Aujourd’hui, la Génération Z en Corée du Sud vit une réalité économique précarisée qui impacte son quotidien et ses choix. Dans un monde où le shopping en ligne est devenu une source inépuisable de satisfaction instantanée, il est irréel de penser que tout le monde peut en profiter. En effet, l’excitation de remplir son panier virtuel se heurte souvent à la dure réalité des finances. Pour cette jeunesse en quête de confort, une solution inattendue émerge : des applications qui ne vendent rien.

Les applications de dopamine : une bulle d’illusion

Selon le Korean Times, les “dopamine sites” se déclinent sous différentes formes, notamment des applications de livraison de nourriture et des plateformes pour des pauses virtuelles. Ces outils permettent aux utilisateurs de naviguer à travers des menus, de remplir des paniers sans jamais conclure l’achat. Cela crée une expérience semblable à celle d’un véritable achat, mais sans le coût.

Une analogie avec le Muk-Bang

Ce phénomène trouve aussi son écho dans la culture coréenne du Muk-Bang, où des personnes mangent en direct, attirant un public qui cherche à satisfaire sa curiosité. Le professeur Kim Heon-sik de l’Université Jungwon souligne que cette fascination pourrait être liée à une forme de satisfaction vicariant, où la consommation des autres procure du plaisir, même sans ingérer quoi que ce soit soi-même.

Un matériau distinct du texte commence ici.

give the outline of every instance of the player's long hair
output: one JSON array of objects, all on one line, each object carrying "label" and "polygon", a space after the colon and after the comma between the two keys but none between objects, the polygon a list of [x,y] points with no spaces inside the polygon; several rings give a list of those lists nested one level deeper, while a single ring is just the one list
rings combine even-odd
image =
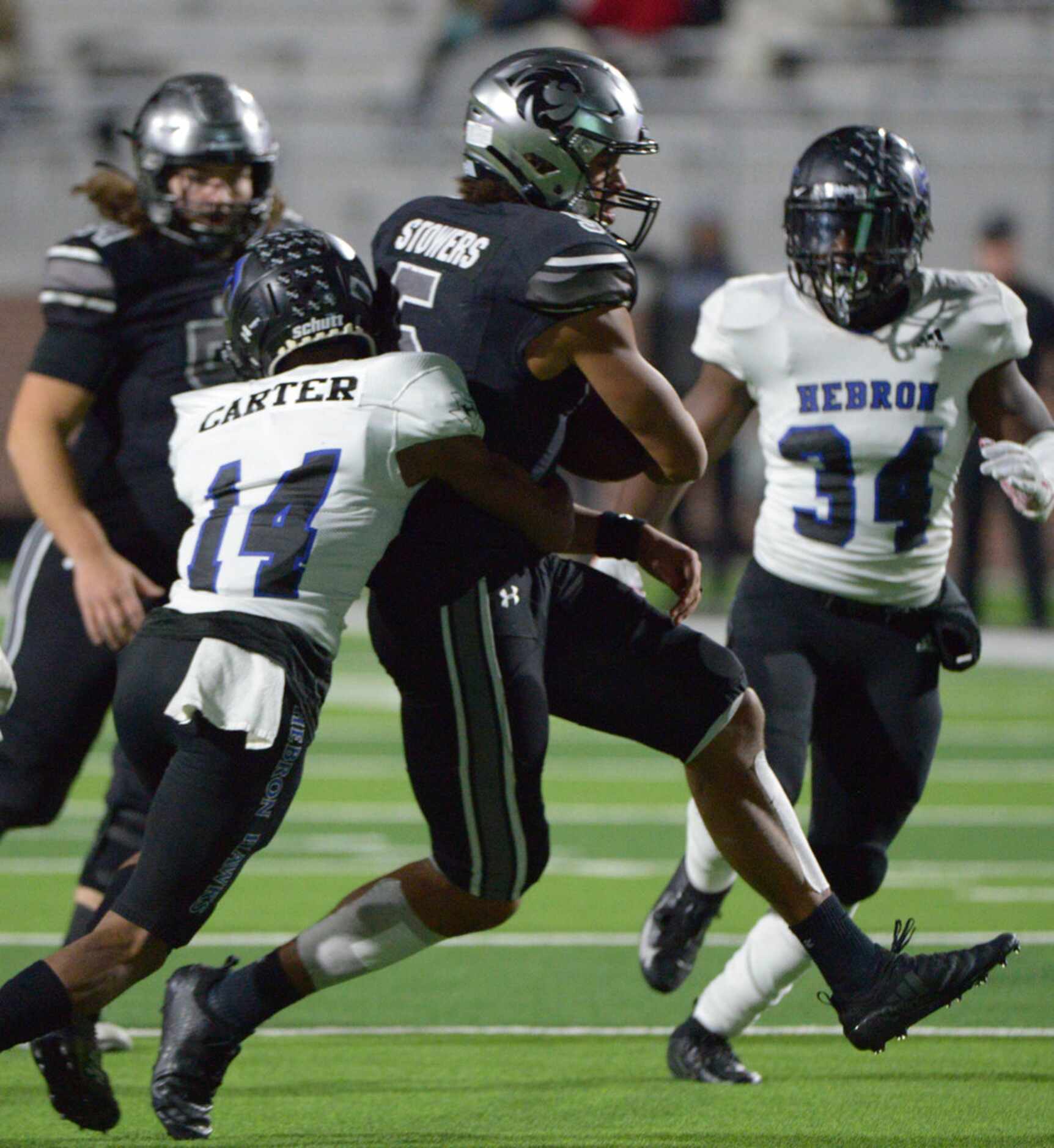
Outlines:
[{"label": "player's long hair", "polygon": [[[103,219],[134,231],[146,231],[150,226],[139,202],[135,181],[117,168],[100,165],[83,184],[75,185],[71,192],[73,195],[86,195]],[[281,219],[285,209],[285,201],[276,194],[271,207],[272,224]]]},{"label": "player's long hair", "polygon": [[458,195],[466,203],[522,203],[520,195],[511,184],[504,179],[491,178],[490,176],[462,176],[457,181]]}]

Un reflet de la santé mentale

Ces applications de dopamine révèlent une détresse collective face à la santé mentale. Les problèmes tels que l’épuisement numérique et la dépendance au smartphone sont devenus des sujets préoccupants en Corée du Sud. La recherche documente un lien étroit entre ces aspects et l’augmentation de l’anxiété au sein de cette génération.

Des techniques de persuasion bien rodées

Les applications de livraison et de e-commerce ont optimisé leurs interfaces et expériences pour maximiser l’attrait d’achat. Le designer Tristan Harris parle de “technologie de la persuasion”, comme celle permettant à la dopamine d’être libérée non pas à la réception de la commande, mais dans l’anticipation. Les “dopamine sites” saisissent cette opportunité, permettant à la Génération Z d’expérimenter le processus sans l’impact financier.

Contexte économique et social

Cette situation économique est alarmante : un rapport au Banque de Corée signale une aggravation continue de la précarité. Le rapport indique que chaque année sans emploi réduit de 6,7 % les revenus futurs d’un jeune, créant ainsi un cycle infernal. Cela a aussi entraîné l’émergence de la génération Sampo, qui renonce à des aspects fondamentaux de la vie, tels que l’amour et la parentalité, face à des emplois instables.

Les conséquences psychologiques

Le mécanisme derrière ces applications illusoires est éclairé par des études qui montrent que le cerveau ne fait pas de distinction. Il réagit à l’anticipation plutôt qu’à l’acquisition. C’est ce qui explique pourquoi une application fictive peut libérer de la dopamine sans que les utilisateurs aient à passer la carte de crédit. Cependant, cette évasion numérique ne règle pas les véritables problèmes sous-jacents tels que l’anxiété, la solitude et la précarité économique.

Conclusion : Un besoin criant d’accompagnement

Bien que ces applications puissent offrir un soulagement temporaire, elles ne font que masquer les douleurs profondes d’une génération en crise. La Génération Z en Corée du Sud a besoin de solutions durables et d’un soutien pour surmonter les défis économiques et émotionnels qu’elle affronte. La situation appelle à une réflexion plus large sur les problèmes structurels qui affectent la jeunesse de manière collective.